Like many at the helm in the collegiate level, Gators coach Dan Mullen strives for a varied offense — however, he would likely acknowledge that the team’s offense production at times is contingent upon, if not directly correlated to, yards per carry from the rushing attack.
“The ability of staying balanced, we’ve done that. You look, maybe not total yards, but within play calls we try to stay pretty balanced. Because of that, you look at some of the explosive plays, our most explosive plays on the season have been in the run game. That’s kind of a tribute to staying balanced,” he said. “If we can get some explosive runs, we’ll take it. Obviously, I love consistency, but the type of team we are, if we’re going to be more (explosive), we’ll put our guys in position to do that.”

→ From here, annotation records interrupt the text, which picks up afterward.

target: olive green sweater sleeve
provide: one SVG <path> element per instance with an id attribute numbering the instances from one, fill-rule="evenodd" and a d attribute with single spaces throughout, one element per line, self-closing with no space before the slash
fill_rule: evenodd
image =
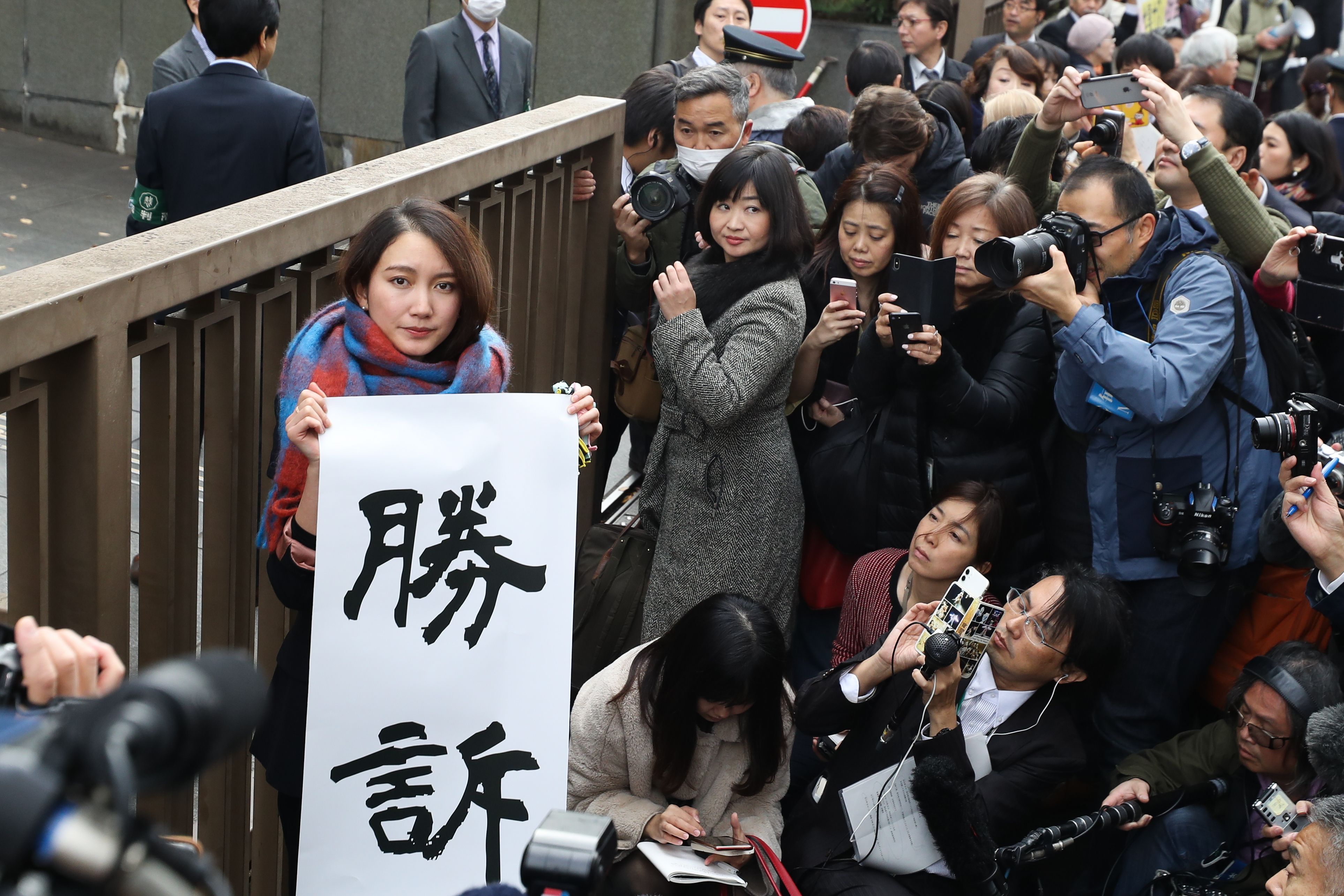
<path id="1" fill-rule="evenodd" d="M 1289 231 L 1288 219 L 1266 208 L 1212 145 L 1185 160 L 1185 171 L 1218 231 L 1214 251 L 1253 273 L 1269 255 L 1274 240 Z M 1266 189 L 1270 187 L 1266 184 Z"/>
<path id="2" fill-rule="evenodd" d="M 1163 794 L 1230 775 L 1239 767 L 1236 732 L 1220 719 L 1128 756 L 1116 766 L 1114 783 L 1140 778 L 1154 794 Z"/>
<path id="3" fill-rule="evenodd" d="M 1059 203 L 1059 184 L 1050 179 L 1058 148 L 1059 132 L 1042 130 L 1032 118 L 1008 163 L 1008 177 L 1027 193 L 1036 218 L 1055 211 Z"/>

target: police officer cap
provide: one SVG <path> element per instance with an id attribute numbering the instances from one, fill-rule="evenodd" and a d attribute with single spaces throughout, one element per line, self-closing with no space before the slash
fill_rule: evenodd
<path id="1" fill-rule="evenodd" d="M 771 69 L 792 69 L 793 63 L 804 59 L 801 52 L 774 38 L 766 38 L 763 34 L 739 26 L 723 26 L 724 62 L 750 62 Z"/>
<path id="2" fill-rule="evenodd" d="M 727 28 L 724 28 L 724 31 L 727 31 Z M 1328 79 L 1335 83 L 1344 83 L 1344 54 L 1325 56 L 1325 64 L 1331 67 Z"/>

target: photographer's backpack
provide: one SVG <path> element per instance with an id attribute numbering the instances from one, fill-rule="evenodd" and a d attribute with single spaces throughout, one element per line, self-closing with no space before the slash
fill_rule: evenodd
<path id="1" fill-rule="evenodd" d="M 1153 293 L 1150 293 L 1150 296 L 1157 298 L 1153 305 L 1157 309 L 1157 320 L 1161 318 L 1161 309 L 1165 308 L 1167 279 L 1176 270 L 1176 266 L 1191 255 L 1208 255 L 1218 259 L 1232 278 L 1238 304 L 1243 296 L 1246 297 L 1251 324 L 1255 326 L 1255 336 L 1259 340 L 1261 356 L 1265 359 L 1265 371 L 1269 375 L 1270 407 L 1257 408 L 1241 395 L 1231 392 L 1218 383 L 1214 384 L 1214 391 L 1251 416 L 1265 416 L 1275 407 L 1282 407 L 1288 402 L 1288 396 L 1293 392 L 1320 392 L 1325 384 L 1325 375 L 1321 372 L 1321 363 L 1316 357 L 1316 349 L 1308 341 L 1301 322 L 1288 312 L 1265 304 L 1255 293 L 1246 273 L 1222 255 L 1199 250 L 1181 253 L 1171 258 L 1163 266 L 1161 271 L 1159 271 L 1156 286 Z M 1157 328 L 1157 320 L 1152 321 L 1153 329 Z M 1235 332 L 1241 344 L 1234 348 L 1234 356 L 1241 357 L 1242 364 L 1245 364 L 1246 337 L 1242 336 L 1242 316 L 1239 309 Z"/>

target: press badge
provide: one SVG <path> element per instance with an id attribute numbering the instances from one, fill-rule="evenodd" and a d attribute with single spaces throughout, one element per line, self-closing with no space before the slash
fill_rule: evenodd
<path id="1" fill-rule="evenodd" d="M 1107 392 L 1101 387 L 1101 383 L 1093 382 L 1093 387 L 1087 390 L 1087 403 L 1095 404 L 1107 414 L 1114 414 L 1122 420 L 1134 419 L 1134 412 L 1120 403 L 1120 399 Z"/>

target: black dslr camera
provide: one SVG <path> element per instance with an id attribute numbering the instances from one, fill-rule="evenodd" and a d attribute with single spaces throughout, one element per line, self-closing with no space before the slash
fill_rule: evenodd
<path id="1" fill-rule="evenodd" d="M 1012 289 L 1023 277 L 1050 270 L 1050 247 L 1058 246 L 1079 293 L 1087 283 L 1087 222 L 1073 212 L 1052 211 L 1021 236 L 997 236 L 976 250 L 976 270 L 999 289 Z"/>
<path id="2" fill-rule="evenodd" d="M 681 169 L 667 171 L 664 163 L 653 167 L 653 171 L 640 175 L 630 184 L 630 208 L 644 220 L 657 223 L 691 204 L 691 191 L 684 180 Z"/>
<path id="3" fill-rule="evenodd" d="M 1251 445 L 1297 458 L 1293 476 L 1310 476 L 1316 466 L 1316 438 L 1321 411 L 1300 392 L 1288 396 L 1288 410 L 1251 420 Z M 1324 461 L 1322 461 L 1324 462 Z"/>
<path id="4" fill-rule="evenodd" d="M 1212 485 L 1200 482 L 1188 492 L 1153 490 L 1153 549 L 1164 560 L 1176 562 L 1176 574 L 1185 590 L 1204 596 L 1214 590 L 1218 571 L 1227 563 L 1232 543 L 1236 505 L 1219 497 Z"/>

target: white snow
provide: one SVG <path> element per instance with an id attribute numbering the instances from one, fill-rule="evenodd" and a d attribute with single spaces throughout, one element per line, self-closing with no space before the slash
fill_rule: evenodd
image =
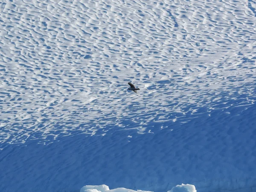
<path id="1" fill-rule="evenodd" d="M 256 8 L 0 2 L 0 192 L 256 191 Z"/>
<path id="2" fill-rule="evenodd" d="M 108 186 L 105 185 L 99 186 L 86 185 L 82 187 L 80 192 L 152 192 L 148 191 L 137 190 L 135 191 L 132 189 L 119 187 L 113 189 L 109 189 Z M 173 187 L 170 191 L 167 192 L 196 192 L 195 187 L 193 185 L 189 184 L 181 185 L 177 185 Z"/>

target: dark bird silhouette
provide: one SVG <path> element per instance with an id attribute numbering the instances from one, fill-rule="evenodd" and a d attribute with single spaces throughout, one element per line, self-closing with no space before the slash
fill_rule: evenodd
<path id="1" fill-rule="evenodd" d="M 132 84 L 130 82 L 128 83 L 128 84 L 129 84 L 129 85 L 131 86 L 131 88 L 128 88 L 128 90 L 133 90 L 136 93 L 137 93 L 137 90 L 140 90 L 139 88 L 135 88 L 135 86 L 134 86 L 133 84 Z"/>

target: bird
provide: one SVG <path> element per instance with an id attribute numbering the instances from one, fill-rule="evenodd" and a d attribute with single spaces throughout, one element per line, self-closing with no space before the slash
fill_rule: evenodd
<path id="1" fill-rule="evenodd" d="M 135 86 L 130 82 L 128 83 L 128 84 L 131 86 L 131 88 L 128 88 L 128 90 L 133 90 L 136 93 L 137 93 L 137 90 L 140 90 L 139 88 L 135 88 Z"/>

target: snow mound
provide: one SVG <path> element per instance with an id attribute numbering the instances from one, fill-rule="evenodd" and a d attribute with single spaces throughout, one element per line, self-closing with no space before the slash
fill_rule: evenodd
<path id="1" fill-rule="evenodd" d="M 86 185 L 80 189 L 80 192 L 151 192 L 148 191 L 143 191 L 137 190 L 135 191 L 123 187 L 109 189 L 109 188 L 106 185 Z M 189 184 L 184 184 L 182 183 L 181 185 L 177 185 L 172 187 L 170 191 L 167 192 L 196 192 L 195 187 L 193 185 Z"/>
<path id="2" fill-rule="evenodd" d="M 196 192 L 195 187 L 189 184 L 181 184 L 172 187 L 170 191 L 167 192 Z"/>
<path id="3" fill-rule="evenodd" d="M 105 192 L 106 191 L 109 191 L 108 186 L 106 185 L 86 185 L 80 189 L 80 192 Z"/>

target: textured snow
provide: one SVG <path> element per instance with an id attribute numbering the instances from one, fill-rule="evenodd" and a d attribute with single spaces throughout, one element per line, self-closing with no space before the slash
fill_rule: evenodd
<path id="1" fill-rule="evenodd" d="M 105 185 L 99 186 L 86 185 L 82 187 L 80 192 L 151 192 L 150 191 L 137 190 L 134 191 L 124 188 L 118 188 L 109 190 L 108 186 Z M 196 192 L 195 187 L 193 185 L 182 184 L 173 187 L 167 192 Z"/>
<path id="2" fill-rule="evenodd" d="M 0 191 L 256 191 L 255 9 L 0 2 Z"/>

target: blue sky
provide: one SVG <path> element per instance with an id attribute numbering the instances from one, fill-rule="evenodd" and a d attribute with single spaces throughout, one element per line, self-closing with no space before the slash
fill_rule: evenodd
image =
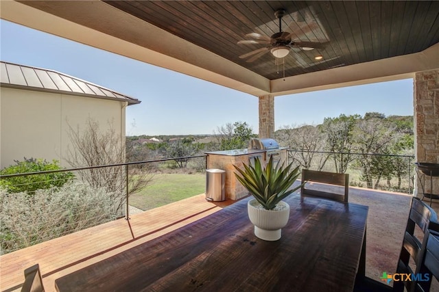
<path id="1" fill-rule="evenodd" d="M 3 20 L 0 36 L 2 61 L 54 70 L 141 100 L 127 109 L 127 135 L 212 134 L 237 121 L 258 131 L 256 96 Z M 413 115 L 412 79 L 277 96 L 274 122 L 278 129 L 369 111 Z"/>

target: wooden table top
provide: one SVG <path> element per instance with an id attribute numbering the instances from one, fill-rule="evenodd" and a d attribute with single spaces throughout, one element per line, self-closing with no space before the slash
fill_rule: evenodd
<path id="1" fill-rule="evenodd" d="M 364 273 L 367 207 L 317 198 L 300 203 L 299 196 L 290 196 L 282 238 L 265 241 L 253 233 L 249 199 L 66 275 L 56 287 L 62 292 L 353 290 L 359 266 Z"/>

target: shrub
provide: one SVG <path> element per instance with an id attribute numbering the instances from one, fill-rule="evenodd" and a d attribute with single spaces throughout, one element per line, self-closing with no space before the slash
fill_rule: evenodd
<path id="1" fill-rule="evenodd" d="M 115 219 L 115 204 L 104 188 L 70 183 L 27 194 L 0 187 L 0 254 Z"/>
<path id="2" fill-rule="evenodd" d="M 24 161 L 14 161 L 16 165 L 8 166 L 0 171 L 0 175 L 37 172 L 46 170 L 62 170 L 58 161 L 48 162 L 42 159 L 26 159 Z M 73 181 L 75 175 L 71 172 L 54 172 L 43 174 L 29 174 L 0 178 L 0 186 L 6 188 L 10 193 L 21 191 L 34 192 L 36 189 L 59 187 Z"/>

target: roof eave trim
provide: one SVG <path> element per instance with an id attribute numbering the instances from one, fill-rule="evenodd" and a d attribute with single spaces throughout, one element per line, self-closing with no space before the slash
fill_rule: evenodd
<path id="1" fill-rule="evenodd" d="M 82 97 L 88 97 L 88 98 L 99 98 L 99 99 L 106 99 L 108 101 L 120 101 L 120 102 L 125 102 L 125 103 L 128 103 L 128 105 L 137 105 L 141 103 L 141 101 L 139 101 L 137 99 L 123 99 L 123 98 L 117 98 L 115 97 L 110 97 L 110 96 L 104 96 L 102 95 L 95 95 L 95 94 L 87 94 L 85 93 L 80 93 L 80 92 L 71 92 L 71 91 L 64 91 L 64 90 L 51 90 L 51 89 L 47 89 L 47 88 L 36 88 L 36 87 L 32 87 L 32 86 L 23 86 L 23 85 L 15 85 L 15 84 L 10 84 L 10 83 L 0 83 L 0 87 L 1 88 L 14 88 L 14 89 L 20 89 L 20 90 L 29 90 L 29 91 L 38 91 L 38 92 L 49 92 L 49 93 L 55 93 L 55 94 L 66 94 L 66 95 L 74 95 L 76 96 L 82 96 Z"/>

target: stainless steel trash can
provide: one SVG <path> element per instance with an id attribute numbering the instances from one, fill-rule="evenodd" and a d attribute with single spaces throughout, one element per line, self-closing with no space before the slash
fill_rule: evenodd
<path id="1" fill-rule="evenodd" d="M 224 201 L 226 200 L 226 171 L 211 169 L 206 170 L 206 200 Z"/>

Yet, aside from being simply too plain of an explanation of a complex offensive philosophy and system, that seemingly won’t be the case Saturday.
When the Gators arrive in Jacksonville to battle Georgia in The World’s Largest Outdoor Cocktail Party, Florida is preparing to air it out.
Although the Dawgs, having allowed opponents just 266.7 yards per game, possess the nation’s No. 7-ranked defense, the passing defense ranks fourth in the conference behind Kentucky as UGA is allowing on average 181 passing yards per contest this season.
While that not may seem like a sign of good fortune for the Gators, it isn’t as daunting on closer inspection.
Georgia safety J.R. Reed is the de facto leader with 34 tackles, half a sack, a forced fumble and an interception this season, and Richard Lecounte III is turning in another impressive campaign at the other safety position after leading the team in tackles last season. Striking over the top may prove to be difficult.
“I think they’re very disciplined. They don’t give up a lot of free plays on busted coverages or anything like that,” UF quarterback Kyle Trask said. “I think they play very smart, and they’re well-coached.”
After that, however, there’s a noticeable drop-off in production, and a possible area for UF to exploit.
Freshman defensive back Tyson Campbell had an impressive start to the season, yet a foot injury had sidelined him for the past month. Although Georgia coach Kirby Smart left the door open for the highly touted freshman’s return this week, there’s no guarantee he’s fully healthy by Saturday.
If Campbell can’t go, the Dawgs will continue to rely upon redshirt sophomore Eric Stokes and redshirt freshman Divaad Wilson to play significant minutes alongside D.J. Daniel in the secondary.
While those players have no shortage of potential, their playing experience pales in comparison to that of UF’s deep receiver corps.
And, considering Florida’s passing offense enters Saturday’s contest ranked No. 28 in the nation in passing yards per game — the highest of any opponent Georgia has faced this season — it appears the neutral-site showdown will give the Dawgs’ secondary its toughest test yet.
But, once again, Florida is the consensus underdog. That marks three times this season — a surprising number for a team clutching a No. 6 ranking, in control of its own destiny and chasing its first College Football Playoff.
“I’m pretty sure everybody in this room knows they’re one of the top teams in the SEC right now. They’re competing for the same thing we’re competing for. We have to be ready to execute throughout this week in practice so that we can perform extremely well come Saturday and to try to come out with a win, because they do have a really good defense,” Gators wide receiver Josh Hammond said. “Coach Mullen says all the time that these are the games you come to the University of Florida for, to play in these top-10 matchups.
“I think a lot of guys are excited to get back to work today, get back to practice, get back to the practice field, get back ready to grind for this four-week stretch we have coming up.”